Acara tasyakuran itu berakhir dengan meninggalkan tanda tanya besar di benak para warga. Setelah semua tamu pulang, barulah ustad Fikri membuka fakta yang sebenarnya. Baik Rani, Dika dan Rasti mendengarkan dengan seksama. Saat itu, Toni masih tinggal karna merasa penasaran. 

                  "Ada apa pak ustad ?" tanya Dika tanpa basa-basi.

                  "Makanan-makanan tadi darimana asalnya ?"

Reflek Dika menatap Rani, Rani terhenyak lalu segera memberikan jawaban.

"Dari tetangga saya yang rumahnya dibelakang rumah kami ini. Mayang namanya, tadi siang kami membuat kue-kue itu bersama-sama".

                  Pak Ustad manggut-manggut lalu meminta Rani untuk melihat kembali kue hasil buatan mereka. Rani menurut meski ada sedikit keraguan dalam hatinya. Makanan yang telah masuk kedalam kantong plastik hitam itu kembali Rani buka dan betapa terkejutnya ia ketika mendapati isinya berupa potongan bangkai binatang dan ada banyak sekali belatung yang berukuran lumayan besar. Parahnya, belatung-belatung itu mengeliat dalam keadaan hidup. Rani berteriak seraya menutup hidung karna bau tak sedap yang menyengat. Segera Dani tutup kembali kresek hitam itu dan membuangnya ke belakang rumah.

                     "Bakar saja !"

Toni lekas bergegas membantu Dika membakar bangkai-bangkai binatang tersebut. Sebenarnya Toni mulai ketakutan tapi  batinnya masih penasaran ingin melihat semuanya, apa yang akan terjadi selanjutnya dan siapa sebenarnya Mayang yang Rani kenal. Bangkai telah terbakar habis ketika tiba-tiba Dika berdiri mematung, menajamkan penglihatannya sembari bergumam.

                     "Apa yang kulihat ini benar ?"

                     "Benar mas Dika, disanalah Mayang bersemayam" 

Ucapan ustad Fikri membuat semua orang bergidik takut. Terutama Rani, antara percaya dan tidak. Menurutnya, Mayang terlihat sangat normal, layaknya manusia biasa. Rani terduduk mengingat semua pertemuan mereka, coba mencari celah keanehan disana.

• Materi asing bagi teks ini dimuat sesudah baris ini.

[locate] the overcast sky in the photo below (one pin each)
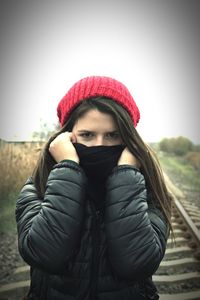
(153, 47)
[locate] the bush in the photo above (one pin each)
(194, 159)
(178, 146)
(16, 165)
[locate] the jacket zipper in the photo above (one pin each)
(95, 258)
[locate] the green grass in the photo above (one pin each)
(179, 168)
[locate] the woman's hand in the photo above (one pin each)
(62, 148)
(127, 158)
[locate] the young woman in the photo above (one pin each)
(94, 218)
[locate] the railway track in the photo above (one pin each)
(178, 277)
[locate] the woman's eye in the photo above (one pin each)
(86, 135)
(113, 135)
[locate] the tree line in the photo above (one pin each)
(182, 146)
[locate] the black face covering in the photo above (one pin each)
(98, 161)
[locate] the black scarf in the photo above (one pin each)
(98, 161)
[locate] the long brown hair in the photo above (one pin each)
(150, 166)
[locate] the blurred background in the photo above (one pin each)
(152, 46)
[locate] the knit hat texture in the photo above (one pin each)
(95, 86)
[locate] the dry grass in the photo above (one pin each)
(16, 165)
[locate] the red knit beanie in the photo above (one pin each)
(95, 86)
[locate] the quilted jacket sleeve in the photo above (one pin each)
(136, 231)
(49, 229)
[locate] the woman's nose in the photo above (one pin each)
(99, 141)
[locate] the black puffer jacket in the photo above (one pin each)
(79, 252)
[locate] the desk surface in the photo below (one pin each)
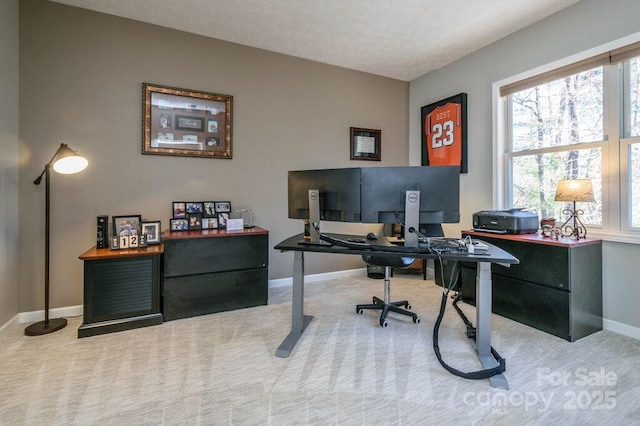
(377, 247)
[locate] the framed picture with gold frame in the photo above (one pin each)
(186, 122)
(365, 144)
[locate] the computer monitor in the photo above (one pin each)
(339, 191)
(418, 197)
(422, 198)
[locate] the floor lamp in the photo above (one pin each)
(64, 161)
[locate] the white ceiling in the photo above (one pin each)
(401, 39)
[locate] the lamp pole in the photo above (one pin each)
(50, 325)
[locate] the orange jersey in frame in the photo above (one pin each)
(443, 128)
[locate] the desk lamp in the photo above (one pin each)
(574, 190)
(64, 161)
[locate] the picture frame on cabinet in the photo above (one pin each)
(153, 231)
(126, 225)
(179, 210)
(366, 144)
(178, 225)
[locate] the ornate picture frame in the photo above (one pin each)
(184, 122)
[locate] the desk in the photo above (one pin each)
(481, 344)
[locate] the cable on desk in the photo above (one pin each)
(471, 331)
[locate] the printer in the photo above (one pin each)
(513, 221)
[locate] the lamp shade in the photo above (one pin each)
(580, 190)
(67, 161)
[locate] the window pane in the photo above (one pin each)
(633, 115)
(634, 183)
(563, 112)
(535, 177)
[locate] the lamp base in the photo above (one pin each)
(40, 328)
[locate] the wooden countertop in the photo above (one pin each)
(95, 254)
(212, 233)
(536, 238)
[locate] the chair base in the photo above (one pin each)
(379, 304)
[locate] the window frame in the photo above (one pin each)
(615, 171)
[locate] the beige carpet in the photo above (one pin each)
(346, 369)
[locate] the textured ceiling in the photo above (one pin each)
(401, 39)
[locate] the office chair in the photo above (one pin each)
(388, 262)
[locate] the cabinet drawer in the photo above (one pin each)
(184, 297)
(541, 264)
(193, 256)
(541, 307)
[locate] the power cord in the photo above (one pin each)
(470, 332)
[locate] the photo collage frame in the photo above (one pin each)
(193, 215)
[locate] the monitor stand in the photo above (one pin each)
(314, 221)
(411, 218)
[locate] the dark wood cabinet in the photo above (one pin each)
(209, 271)
(556, 287)
(121, 289)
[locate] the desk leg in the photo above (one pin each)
(482, 343)
(299, 321)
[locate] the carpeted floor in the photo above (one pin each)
(346, 369)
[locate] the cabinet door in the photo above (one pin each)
(188, 296)
(537, 306)
(192, 256)
(542, 264)
(121, 288)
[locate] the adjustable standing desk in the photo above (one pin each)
(482, 342)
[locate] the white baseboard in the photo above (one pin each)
(620, 328)
(283, 282)
(35, 316)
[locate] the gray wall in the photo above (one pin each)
(8, 160)
(587, 24)
(81, 76)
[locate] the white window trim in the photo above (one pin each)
(500, 138)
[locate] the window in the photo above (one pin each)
(577, 121)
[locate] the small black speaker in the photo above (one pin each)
(102, 235)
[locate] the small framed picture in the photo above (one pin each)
(194, 207)
(209, 209)
(126, 225)
(223, 207)
(195, 220)
(178, 224)
(152, 230)
(179, 210)
(222, 220)
(209, 223)
(365, 144)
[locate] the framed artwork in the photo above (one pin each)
(209, 209)
(179, 210)
(193, 207)
(444, 132)
(178, 225)
(153, 231)
(223, 206)
(126, 225)
(199, 123)
(209, 223)
(365, 144)
(195, 220)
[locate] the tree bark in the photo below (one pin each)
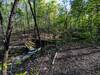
(34, 17)
(7, 38)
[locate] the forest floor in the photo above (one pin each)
(71, 60)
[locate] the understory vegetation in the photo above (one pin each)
(34, 32)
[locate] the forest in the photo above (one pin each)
(49, 37)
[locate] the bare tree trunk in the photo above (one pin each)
(34, 17)
(1, 35)
(7, 38)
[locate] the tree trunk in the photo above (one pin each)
(7, 38)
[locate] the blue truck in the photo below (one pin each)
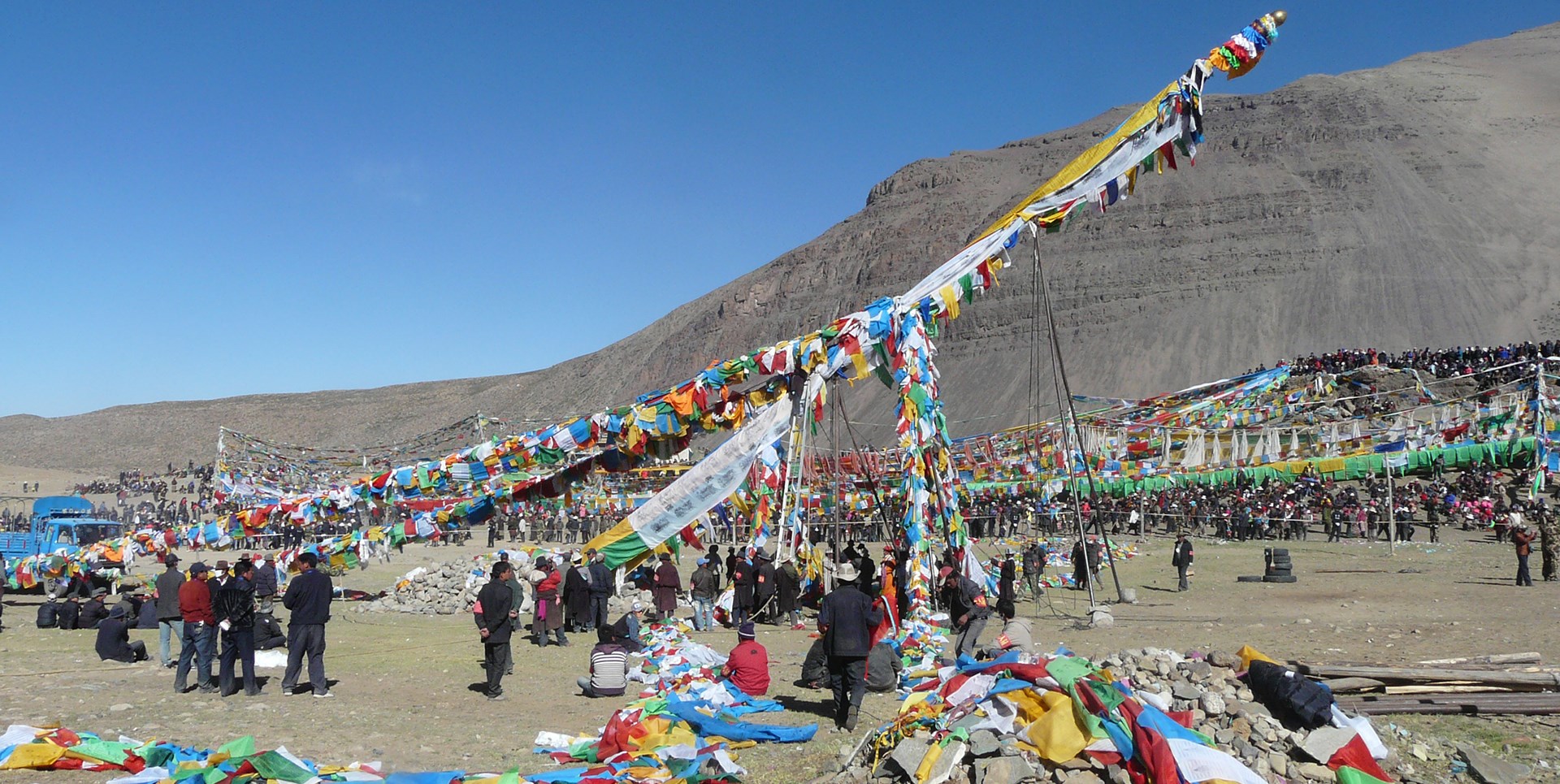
(61, 526)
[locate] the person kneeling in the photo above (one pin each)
(609, 666)
(267, 631)
(1017, 633)
(115, 639)
(748, 665)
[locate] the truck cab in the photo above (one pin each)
(61, 526)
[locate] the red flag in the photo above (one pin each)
(1356, 755)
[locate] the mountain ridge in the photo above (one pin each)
(1387, 206)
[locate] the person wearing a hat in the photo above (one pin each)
(1181, 560)
(266, 582)
(576, 594)
(49, 613)
(704, 592)
(601, 588)
(666, 585)
(968, 609)
(496, 612)
(846, 621)
(200, 631)
(234, 612)
(549, 609)
(1523, 538)
(219, 575)
(115, 643)
(310, 600)
(171, 622)
(94, 612)
(627, 627)
(609, 666)
(748, 665)
(765, 588)
(744, 578)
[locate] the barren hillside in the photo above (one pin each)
(1409, 205)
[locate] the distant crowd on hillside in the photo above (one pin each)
(155, 485)
(1442, 363)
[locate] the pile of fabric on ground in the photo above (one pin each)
(1144, 716)
(685, 724)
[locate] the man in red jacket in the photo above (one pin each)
(1524, 546)
(200, 629)
(748, 665)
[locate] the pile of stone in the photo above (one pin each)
(436, 590)
(1222, 708)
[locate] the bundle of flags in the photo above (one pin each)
(1064, 709)
(682, 726)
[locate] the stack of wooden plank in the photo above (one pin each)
(1510, 683)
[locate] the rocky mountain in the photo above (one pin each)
(1407, 205)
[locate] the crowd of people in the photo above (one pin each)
(1442, 363)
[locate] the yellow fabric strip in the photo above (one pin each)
(1090, 159)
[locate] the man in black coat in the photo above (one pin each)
(310, 600)
(496, 624)
(266, 583)
(171, 622)
(71, 613)
(49, 613)
(267, 631)
(115, 639)
(765, 578)
(601, 590)
(234, 612)
(846, 619)
(576, 594)
(968, 609)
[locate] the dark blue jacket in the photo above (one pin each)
(310, 597)
(266, 578)
(849, 619)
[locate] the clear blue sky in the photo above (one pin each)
(202, 200)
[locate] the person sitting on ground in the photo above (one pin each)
(147, 616)
(71, 613)
(748, 665)
(94, 612)
(115, 643)
(883, 668)
(627, 627)
(1017, 633)
(815, 668)
(609, 666)
(267, 631)
(49, 613)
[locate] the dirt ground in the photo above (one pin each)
(406, 685)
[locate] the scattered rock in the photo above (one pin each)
(985, 744)
(942, 769)
(908, 753)
(1314, 772)
(1492, 770)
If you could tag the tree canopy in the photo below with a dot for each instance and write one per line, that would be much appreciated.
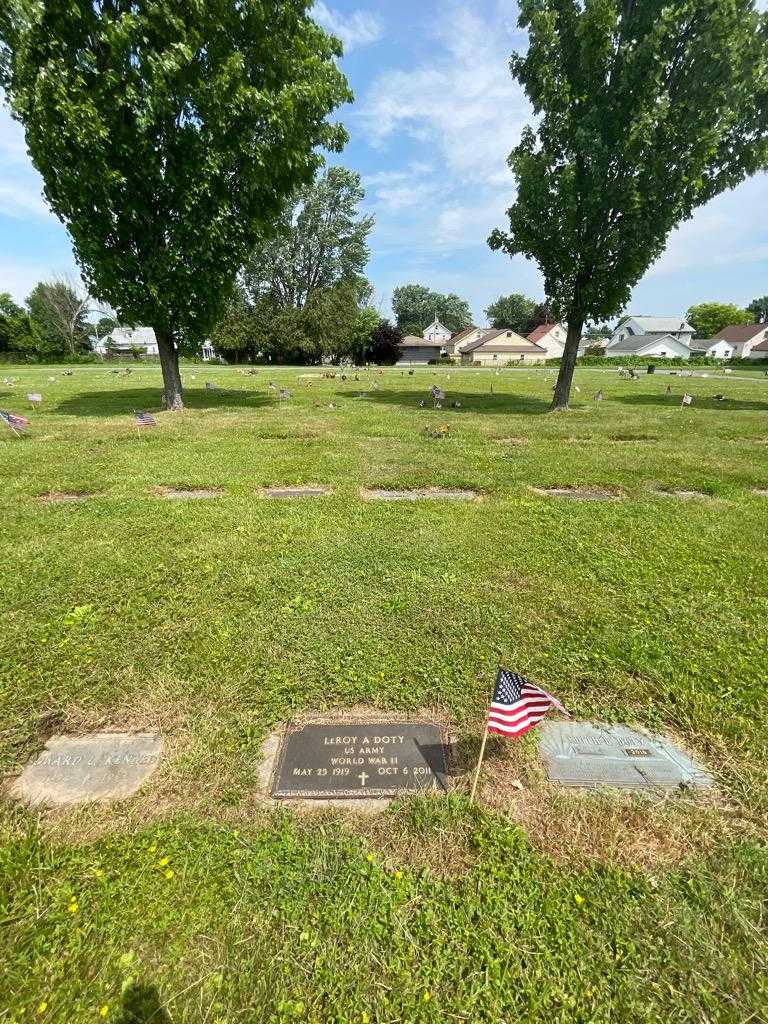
(168, 135)
(646, 110)
(759, 309)
(416, 306)
(321, 242)
(709, 318)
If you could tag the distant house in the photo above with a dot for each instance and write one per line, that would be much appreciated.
(665, 346)
(435, 342)
(551, 337)
(125, 340)
(497, 348)
(658, 337)
(653, 327)
(745, 342)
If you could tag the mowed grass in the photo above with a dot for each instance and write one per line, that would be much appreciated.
(215, 620)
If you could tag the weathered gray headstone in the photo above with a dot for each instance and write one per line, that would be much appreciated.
(85, 769)
(359, 761)
(592, 754)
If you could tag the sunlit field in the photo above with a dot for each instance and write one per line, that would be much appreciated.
(214, 620)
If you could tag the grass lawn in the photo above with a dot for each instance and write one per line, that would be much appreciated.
(214, 620)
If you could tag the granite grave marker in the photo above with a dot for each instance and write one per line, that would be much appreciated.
(86, 769)
(591, 754)
(359, 761)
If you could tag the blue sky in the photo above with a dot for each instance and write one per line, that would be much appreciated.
(434, 117)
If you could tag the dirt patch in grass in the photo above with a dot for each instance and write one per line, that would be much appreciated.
(580, 494)
(61, 497)
(419, 494)
(304, 491)
(633, 439)
(188, 494)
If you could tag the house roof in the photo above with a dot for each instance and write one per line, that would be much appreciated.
(542, 332)
(637, 342)
(663, 325)
(461, 335)
(741, 333)
(411, 341)
(503, 341)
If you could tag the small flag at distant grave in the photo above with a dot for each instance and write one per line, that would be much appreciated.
(15, 423)
(517, 705)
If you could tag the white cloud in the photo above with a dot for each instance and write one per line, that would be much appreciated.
(461, 100)
(360, 28)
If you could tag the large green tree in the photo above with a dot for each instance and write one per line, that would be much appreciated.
(708, 318)
(169, 133)
(321, 242)
(17, 334)
(511, 311)
(646, 110)
(416, 306)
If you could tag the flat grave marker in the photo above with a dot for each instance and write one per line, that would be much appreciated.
(418, 495)
(359, 761)
(86, 769)
(589, 755)
(299, 492)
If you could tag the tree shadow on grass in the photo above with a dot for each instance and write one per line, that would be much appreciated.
(674, 401)
(140, 1005)
(122, 401)
(503, 404)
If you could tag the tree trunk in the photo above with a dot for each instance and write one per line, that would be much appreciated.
(172, 393)
(567, 365)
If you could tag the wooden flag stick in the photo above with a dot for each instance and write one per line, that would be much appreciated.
(479, 765)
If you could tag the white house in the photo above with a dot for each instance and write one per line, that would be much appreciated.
(434, 343)
(437, 332)
(124, 339)
(665, 346)
(550, 337)
(744, 342)
(498, 348)
(651, 327)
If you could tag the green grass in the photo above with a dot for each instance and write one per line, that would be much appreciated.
(216, 620)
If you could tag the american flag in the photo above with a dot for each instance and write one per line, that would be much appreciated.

                     "Mbak Rani masih syok ya tapi saya yakin mbak Rani tahu bahwa yang mengikuti acara tasyakuran tadi juga bukan semuanya manusia ?"

Sekali lagi ustad Fikri mengejutkan semua orang dan kini semua mata menatap Rani. Tak lama Rani tersadar, otaknya mengingat kembali bahwa ia sempat melihat bapaknya Mayang turut hadir dalam acara tasyakuran tadi.

                     "Salah satu jin yang mungkin mbak Rani kenal sebagai bapaknya Mayang ada disana. Apa kalian pernah bertemu atau berbincang secara langsung ?"

Rani menggeleng,  "Enggak pak Ustad, saya hanya mengenali wajah bapaknya Mayang melalui foto usang yang tergantung di dinding rumah mereka"

                     "Ini baru awalnya, jika dibiarkan bisa mengancam jiwa"

                     "Semua tampak normal pak Ustad, mereka memperlakukan saya dengan sangat baik selama ini"

                     "Berhati-hatilah dengan tipu muslihat, mereka bisa melakukan hal-hal yang tidak bisa kita lakukan sebagai manusia. Terus berdoa, memohon perlindungan yang kuasa. Saya akan memagari rumah ini agar Mayang tidak bisa lagi kemari, tapi saya tidak yakin ini akan bertahan. Jika apa yang saya lakukan nanti tidak berhasil maka kalian harus mencari orang lain yang lebih mampu mengatasi masalah kalian ini".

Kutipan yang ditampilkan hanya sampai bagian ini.